Le simple fait de poser cette question suffit à échauffer les différents protagonistes qui se disputent sur le sujet depuis des décennies. D’un côté les protagonistes d’une Afrique libre économiquement et de l’autre côté des économistes sponsorisés par leurs hierarchies et tout un tas de belles personnes qui mettent en avant la dangerosité que pourrait avoir un tel mécanisme s’il n’était pas au préalable pensé et acté.

En effet selon qu’on soit d’accord avec l’un ou l’autre il est important de rappeler que ce débat est aussi vieux que la construction africaine. Notamment via l’organisme qui porte le nom de Union Africaine abrégé UA. D’un côté on avait ceux qui pensaient que la construction africaine devrait se poursuivre avec l’aide totale et entière de l’occident comme le prônait notamment l’ancien président de la Côte d’Ivoire Félix Houphouët-Boigny via une expression restée dès lors populaire et contrariée : « France-Afrique ». À cette vision s’opposait par exemple celle du ghanéen Kwame Nkrumah d’inspiration marxiste qui défendait une construction africaine indépendante et libre de toute implication occidentale. L’histoire étant hélas à l’époque déjà cruelle, les indépendantistes minoritaires ne purent pas rendre majoritaire leurs idées et les prémices de la construction africaine furent dominées par ceux-là même qui avaient choisis de « rester liés » aux colons.
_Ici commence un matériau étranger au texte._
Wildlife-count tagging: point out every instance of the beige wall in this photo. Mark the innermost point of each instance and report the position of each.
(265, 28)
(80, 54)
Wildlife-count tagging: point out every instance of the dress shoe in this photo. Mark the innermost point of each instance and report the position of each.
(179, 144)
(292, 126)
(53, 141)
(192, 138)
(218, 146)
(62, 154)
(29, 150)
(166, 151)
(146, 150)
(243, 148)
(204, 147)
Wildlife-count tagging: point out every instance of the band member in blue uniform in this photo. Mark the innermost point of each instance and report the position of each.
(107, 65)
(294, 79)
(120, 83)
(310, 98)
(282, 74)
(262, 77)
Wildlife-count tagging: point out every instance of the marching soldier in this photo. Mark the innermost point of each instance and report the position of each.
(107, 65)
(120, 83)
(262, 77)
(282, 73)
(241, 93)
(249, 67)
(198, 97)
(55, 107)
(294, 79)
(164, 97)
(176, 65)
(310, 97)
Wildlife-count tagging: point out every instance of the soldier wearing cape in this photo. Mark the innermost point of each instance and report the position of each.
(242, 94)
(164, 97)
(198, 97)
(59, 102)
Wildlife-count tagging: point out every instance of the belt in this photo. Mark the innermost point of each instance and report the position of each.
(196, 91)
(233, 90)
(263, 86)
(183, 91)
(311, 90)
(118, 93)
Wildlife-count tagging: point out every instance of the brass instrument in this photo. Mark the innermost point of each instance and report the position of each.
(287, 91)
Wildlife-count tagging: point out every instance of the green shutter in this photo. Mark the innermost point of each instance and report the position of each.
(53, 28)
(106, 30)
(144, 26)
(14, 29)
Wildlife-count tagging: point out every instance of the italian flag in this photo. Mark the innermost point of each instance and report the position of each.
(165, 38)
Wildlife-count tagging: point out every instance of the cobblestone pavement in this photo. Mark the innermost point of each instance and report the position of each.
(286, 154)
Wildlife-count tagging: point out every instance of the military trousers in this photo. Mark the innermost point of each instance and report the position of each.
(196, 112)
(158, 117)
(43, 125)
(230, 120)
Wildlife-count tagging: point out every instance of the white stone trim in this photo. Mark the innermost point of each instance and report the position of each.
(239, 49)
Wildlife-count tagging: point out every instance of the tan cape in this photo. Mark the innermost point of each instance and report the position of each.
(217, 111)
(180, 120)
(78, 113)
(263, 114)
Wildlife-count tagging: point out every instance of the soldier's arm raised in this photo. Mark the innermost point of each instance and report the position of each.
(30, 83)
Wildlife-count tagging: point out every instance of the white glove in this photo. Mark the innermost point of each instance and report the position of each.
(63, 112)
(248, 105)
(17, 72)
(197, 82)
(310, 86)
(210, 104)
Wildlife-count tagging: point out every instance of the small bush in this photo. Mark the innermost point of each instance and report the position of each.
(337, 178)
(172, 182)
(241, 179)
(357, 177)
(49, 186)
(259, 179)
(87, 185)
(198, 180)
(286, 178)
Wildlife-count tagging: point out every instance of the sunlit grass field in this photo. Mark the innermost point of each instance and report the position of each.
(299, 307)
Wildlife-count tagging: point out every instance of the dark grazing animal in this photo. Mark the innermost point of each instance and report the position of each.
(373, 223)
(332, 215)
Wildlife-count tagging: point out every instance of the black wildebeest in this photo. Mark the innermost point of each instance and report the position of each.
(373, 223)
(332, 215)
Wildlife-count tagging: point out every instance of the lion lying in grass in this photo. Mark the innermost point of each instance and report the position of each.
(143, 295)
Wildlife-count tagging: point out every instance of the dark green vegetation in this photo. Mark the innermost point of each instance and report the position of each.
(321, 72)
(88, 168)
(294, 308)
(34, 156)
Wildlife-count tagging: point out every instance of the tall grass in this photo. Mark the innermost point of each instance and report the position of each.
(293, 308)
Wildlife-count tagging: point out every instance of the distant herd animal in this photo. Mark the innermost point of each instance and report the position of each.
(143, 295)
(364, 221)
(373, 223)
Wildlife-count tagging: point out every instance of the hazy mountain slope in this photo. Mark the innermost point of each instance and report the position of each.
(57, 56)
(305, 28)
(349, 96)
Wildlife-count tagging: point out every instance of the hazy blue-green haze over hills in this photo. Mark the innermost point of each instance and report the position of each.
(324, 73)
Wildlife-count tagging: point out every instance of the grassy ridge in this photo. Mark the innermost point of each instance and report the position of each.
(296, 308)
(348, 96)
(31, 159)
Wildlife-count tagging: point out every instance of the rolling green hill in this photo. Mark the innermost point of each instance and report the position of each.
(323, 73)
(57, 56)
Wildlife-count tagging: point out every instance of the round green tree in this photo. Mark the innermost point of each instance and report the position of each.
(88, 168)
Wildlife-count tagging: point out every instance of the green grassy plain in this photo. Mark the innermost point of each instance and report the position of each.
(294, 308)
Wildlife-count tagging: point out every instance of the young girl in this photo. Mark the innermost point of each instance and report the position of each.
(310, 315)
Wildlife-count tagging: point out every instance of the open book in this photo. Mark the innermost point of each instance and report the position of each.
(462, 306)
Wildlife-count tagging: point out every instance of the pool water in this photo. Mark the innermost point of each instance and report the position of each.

Il est donc crucial de faire ce petit rappel historique car toute décision prise par la suite par cet organisme ne peut être dissociée des faits marquants de sa création. Rajoutons ensuite que la période correspond aux années 60, période des indépendances et de la présidence du général Charles de Gaulle en France qui ne voyait pas d’un bon oeil l’indépendance de ses colonies. Car elle signifierait la perte partielle ou totale de la mainmise de son pays sur les décisions stratégiques à venir.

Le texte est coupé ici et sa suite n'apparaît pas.